• haftanın bir gününü kurtaran aktivite. film öncesi kitapçıları-cd'cileri gezme, bir kafede oturup bir şeyler içme, film çıkışı yemek yiyip film üzerine muhabbet etme derken haftanın kiri pası insanın üzerinden akar gider. hele bir de dünyada en çok sevilen iki şey sevgili ve sinemaysa tadından yenmez.
  • eğer sevgiliniz de sizin gibi sinemaya saygı sevgi çerçevesinde yaklaşan biriyse gayet keyif alabileceğiniz bir aktivite olur.
  • sevgiliniz filmi izlemek yerine uykuya dalmışsa, üstüne üstlük bir de horluyorsa işkenceye dönüşebilen aktivite.
  • aynı tür filmleri seven çiftler için yapılması harikadır.fakat çiftlerden biri bilim kurgu,gerilim ve korku sever bir diğeri romantik komedi,aşk gibi türleri severse sonu sıkıntılıdır.
  • film seçimi yaşa göre değişir. yaş düştükçe en izlenmeyecek filmler seçilir. zaten amaç film izlemek de değildir.

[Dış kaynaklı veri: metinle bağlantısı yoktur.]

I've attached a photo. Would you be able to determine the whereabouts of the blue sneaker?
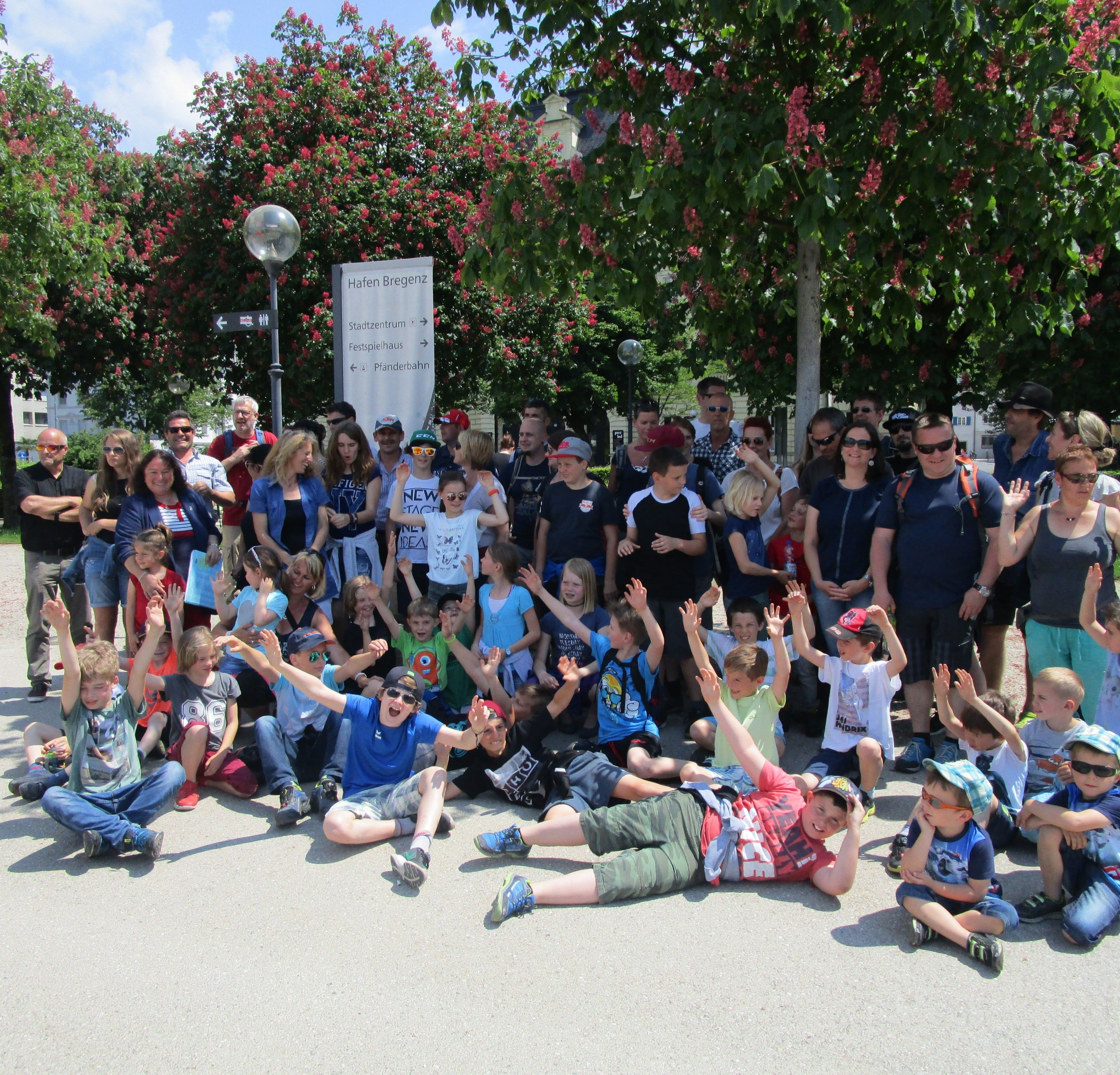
[491,873,537,922]
[475,825,528,859]
[895,739,933,773]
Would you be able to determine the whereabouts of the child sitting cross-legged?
[681,601,790,792]
[1016,724,1120,945]
[43,598,185,860]
[264,632,487,888]
[789,583,906,813]
[491,668,863,922]
[895,758,1019,974]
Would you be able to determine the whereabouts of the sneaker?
[887,829,906,877]
[175,780,198,810]
[310,776,338,814]
[895,739,933,773]
[491,873,537,922]
[964,933,1003,974]
[1015,892,1065,922]
[932,739,961,768]
[475,825,528,859]
[909,918,937,948]
[272,784,312,829]
[388,848,431,888]
[82,829,101,859]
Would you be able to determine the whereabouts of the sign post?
[331,258,436,439]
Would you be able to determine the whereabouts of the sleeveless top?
[1027,504,1116,627]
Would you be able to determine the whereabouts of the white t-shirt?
[425,510,482,586]
[820,656,903,761]
[388,477,439,563]
[960,739,1029,814]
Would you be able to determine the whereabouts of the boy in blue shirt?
[263,632,487,888]
[521,568,684,780]
[1016,724,1120,945]
[895,758,1019,974]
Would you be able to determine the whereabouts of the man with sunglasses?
[872,412,1003,773]
[16,429,92,702]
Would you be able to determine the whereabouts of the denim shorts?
[895,881,1019,933]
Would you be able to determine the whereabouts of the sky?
[0,0,499,151]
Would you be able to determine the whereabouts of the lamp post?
[242,205,300,437]
[618,339,645,444]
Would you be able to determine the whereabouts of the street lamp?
[242,205,300,437]
[618,339,645,444]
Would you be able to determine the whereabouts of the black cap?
[996,381,1054,420]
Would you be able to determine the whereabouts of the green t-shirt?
[393,628,451,691]
[66,691,145,792]
[713,680,785,767]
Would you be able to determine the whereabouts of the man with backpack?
[206,395,276,578]
[872,412,1003,773]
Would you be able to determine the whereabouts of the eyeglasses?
[1058,470,1097,485]
[1070,758,1120,780]
[922,787,972,814]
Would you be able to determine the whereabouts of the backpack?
[599,649,666,728]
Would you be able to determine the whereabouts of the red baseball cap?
[436,407,470,429]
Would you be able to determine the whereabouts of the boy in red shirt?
[484,668,863,922]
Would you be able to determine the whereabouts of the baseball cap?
[922,758,991,815]
[284,627,327,656]
[883,407,917,430]
[813,776,859,810]
[829,608,883,640]
[381,664,424,703]
[1073,724,1120,761]
[436,407,470,429]
[634,426,684,451]
[549,437,592,463]
[996,381,1054,419]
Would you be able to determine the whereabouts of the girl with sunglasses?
[999,444,1120,723]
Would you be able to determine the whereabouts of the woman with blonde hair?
[77,429,140,642]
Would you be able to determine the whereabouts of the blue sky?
[2,0,499,150]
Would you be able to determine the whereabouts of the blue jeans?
[813,586,875,657]
[253,711,349,795]
[43,761,187,850]
[1062,843,1120,944]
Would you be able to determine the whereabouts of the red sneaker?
[175,780,198,810]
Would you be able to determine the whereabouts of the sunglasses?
[922,787,972,814]
[1070,758,1120,780]
[914,438,957,456]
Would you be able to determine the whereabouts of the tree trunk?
[793,239,821,457]
[0,370,19,527]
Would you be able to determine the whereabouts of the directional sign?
[211,310,276,332]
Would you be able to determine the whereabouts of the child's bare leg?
[626,747,684,780]
[689,720,716,750]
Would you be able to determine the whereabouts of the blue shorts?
[895,881,1019,933]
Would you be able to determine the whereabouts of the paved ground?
[0,547,1120,1075]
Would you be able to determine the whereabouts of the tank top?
[1027,504,1116,627]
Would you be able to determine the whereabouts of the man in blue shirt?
[872,413,1003,773]
[979,381,1054,699]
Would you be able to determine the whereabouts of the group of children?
[13,430,1120,972]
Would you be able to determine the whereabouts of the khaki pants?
[23,549,92,684]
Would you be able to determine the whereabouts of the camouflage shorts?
[329,773,420,821]
[579,792,705,904]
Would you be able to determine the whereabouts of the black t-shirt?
[541,482,617,563]
[16,463,90,555]
[498,452,552,549]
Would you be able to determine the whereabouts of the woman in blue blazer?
[113,448,222,629]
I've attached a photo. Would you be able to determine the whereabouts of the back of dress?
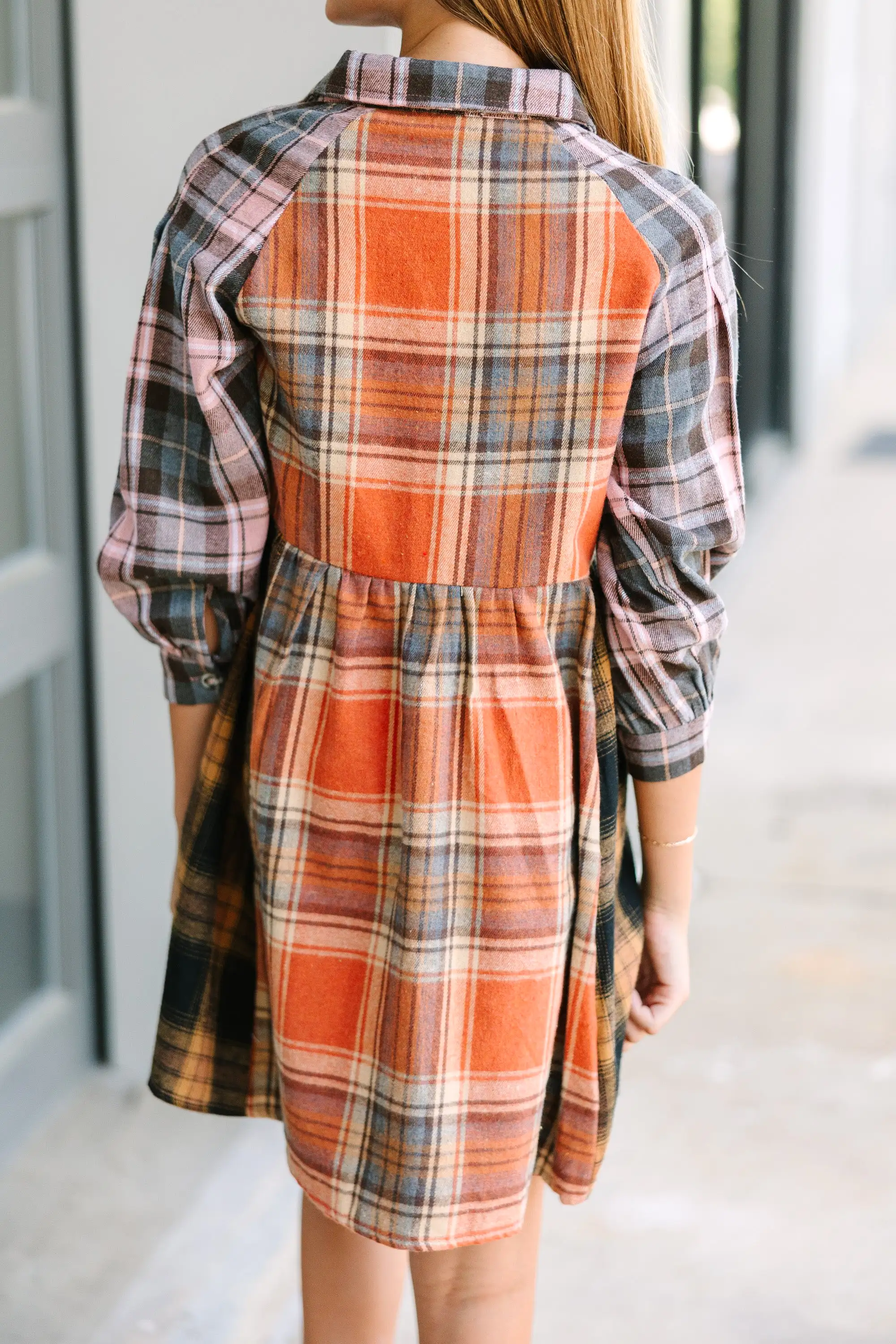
[101,52,741,1250]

  • lise dönemi bitince tadı çıkan güzel eylem. lise zamanlarında amaç filmden ziyade karanlık bir yerde olmaktır çünkü.
  • bir yandan meme avuçlarken diğer yandan bilim kurgu filmini merakla takip etmeye neden olur.

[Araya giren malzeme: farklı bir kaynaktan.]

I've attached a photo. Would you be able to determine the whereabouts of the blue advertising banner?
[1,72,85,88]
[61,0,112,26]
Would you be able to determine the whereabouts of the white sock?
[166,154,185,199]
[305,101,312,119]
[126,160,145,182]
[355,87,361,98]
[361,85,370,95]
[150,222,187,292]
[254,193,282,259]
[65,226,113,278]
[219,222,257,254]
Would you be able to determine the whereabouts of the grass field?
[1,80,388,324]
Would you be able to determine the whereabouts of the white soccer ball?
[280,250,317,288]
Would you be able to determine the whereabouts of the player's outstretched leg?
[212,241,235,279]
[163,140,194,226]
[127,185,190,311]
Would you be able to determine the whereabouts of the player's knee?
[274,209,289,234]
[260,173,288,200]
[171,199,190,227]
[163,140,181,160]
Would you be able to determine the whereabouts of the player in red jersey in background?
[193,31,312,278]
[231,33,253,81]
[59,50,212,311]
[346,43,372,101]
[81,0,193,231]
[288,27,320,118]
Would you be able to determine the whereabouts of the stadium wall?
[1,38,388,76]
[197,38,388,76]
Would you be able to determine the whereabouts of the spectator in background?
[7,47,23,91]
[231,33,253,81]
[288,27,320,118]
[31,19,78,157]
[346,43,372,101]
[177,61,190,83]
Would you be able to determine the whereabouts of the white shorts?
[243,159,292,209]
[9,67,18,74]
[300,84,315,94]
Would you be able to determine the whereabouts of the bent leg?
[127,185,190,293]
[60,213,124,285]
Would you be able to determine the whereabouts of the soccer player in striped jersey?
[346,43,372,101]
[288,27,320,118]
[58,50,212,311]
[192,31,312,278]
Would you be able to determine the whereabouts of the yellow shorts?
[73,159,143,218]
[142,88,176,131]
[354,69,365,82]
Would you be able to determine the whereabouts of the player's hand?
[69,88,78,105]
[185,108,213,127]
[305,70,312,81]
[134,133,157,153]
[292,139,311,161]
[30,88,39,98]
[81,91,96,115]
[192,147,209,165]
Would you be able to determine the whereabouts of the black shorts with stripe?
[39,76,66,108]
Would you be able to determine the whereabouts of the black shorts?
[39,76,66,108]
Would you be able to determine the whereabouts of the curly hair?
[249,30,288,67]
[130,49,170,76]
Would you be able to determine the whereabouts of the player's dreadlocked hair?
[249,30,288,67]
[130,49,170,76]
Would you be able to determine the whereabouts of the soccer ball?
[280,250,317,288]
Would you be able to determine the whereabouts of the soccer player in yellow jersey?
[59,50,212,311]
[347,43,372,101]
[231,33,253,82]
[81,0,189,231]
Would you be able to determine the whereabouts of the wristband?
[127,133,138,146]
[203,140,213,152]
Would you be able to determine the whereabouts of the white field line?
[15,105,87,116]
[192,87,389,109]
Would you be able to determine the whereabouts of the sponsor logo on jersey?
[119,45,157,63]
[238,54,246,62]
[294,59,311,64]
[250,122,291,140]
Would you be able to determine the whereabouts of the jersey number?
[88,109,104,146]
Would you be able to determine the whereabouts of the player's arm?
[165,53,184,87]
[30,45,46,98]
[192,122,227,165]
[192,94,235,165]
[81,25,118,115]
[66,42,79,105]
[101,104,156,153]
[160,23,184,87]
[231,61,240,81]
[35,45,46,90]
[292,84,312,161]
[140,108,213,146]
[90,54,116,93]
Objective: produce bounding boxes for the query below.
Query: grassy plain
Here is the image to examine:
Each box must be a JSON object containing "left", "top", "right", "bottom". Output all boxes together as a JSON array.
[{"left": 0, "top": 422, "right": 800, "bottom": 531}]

    (bkz: çaktırmadan meme avuçlamak)

    yerini ise şuna bırakır:

    (bkz: tek başına sinemaya gitmek)
  • kızı götürecek, rahat rahat öpüşecek, temas edip dokunacak mekan bulamayan gençlerin başvurduğu çare.
  • gittiğiniz salon 2metre eninde 15 metre boyunda koridorumsu bir yapıda ve çevreniz mekan sıkıntısı çeken ergenlerle doluysa filmin sonunu görmeden kendinizi dışarıya atmanıza sebep olur. sonra makinist arkanızdan bağırır: "abi, nereye gidiyosunuz, daha buluşcaklar, çocukları olcak" diye...
  • itiraf ediyorum salon kalabalık olmasın diye en boktan filmleri seçer ona giderdik.çoğu filmin adını bile hatırlamıyorum.gerçekten ergenlik hayatımızda kara bir leke.hep bu hormonlar işte.